Alcomsat-1 was launched on Dec. 11, 2017 by LM-3B from Xichang Satellite Center. After several maneuvers, it reached the orbital location of 24.8°W. Following the IOAR which was accomplished after the in-orbit test, ASAL confirmed that the in-orbit delivery occurred on March 1.

The Alcomsat-1 is the ninth telecommunication satellite delivered to the international client by China Aerospace; it is also the first cooperation with Algeria in aerospace industry.

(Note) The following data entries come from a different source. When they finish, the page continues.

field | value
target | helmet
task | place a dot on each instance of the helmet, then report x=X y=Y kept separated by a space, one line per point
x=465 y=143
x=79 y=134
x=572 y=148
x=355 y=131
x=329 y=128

The Alcomsat-1 satellite program is the first communications satellite program of Algeria. It covers the Algerian territory and the surrounding area, will be mainly used in the fields of broadcast, emergency communications, remote education, e-government, enterprise communications, satellite broadband, and satellite based augmentation system application, etc.

==Planned missions==
Alsat-3 and Alsat-4 are also planned to cover national needs.

==Notable achievements==
The Algerian Space Agency in charge of the National Space Program of Algeria is now capable of:

- Design and implementation of an Earth observation satellite.
- Assembly, integration, and tests of its satellites at its Center of Development of Satellites (CDS) in Oran.
- Conducting orbital manoeuvres and tests in orbit of its satellites autonomously (both Alsat-1B and Alsat-2b were handled by ASAL autonomously after their first signals few moments after separation from the launch vehicle).
- Treatment and analyses of products images obtained by its satellites at its Center of Space Techniques (CST).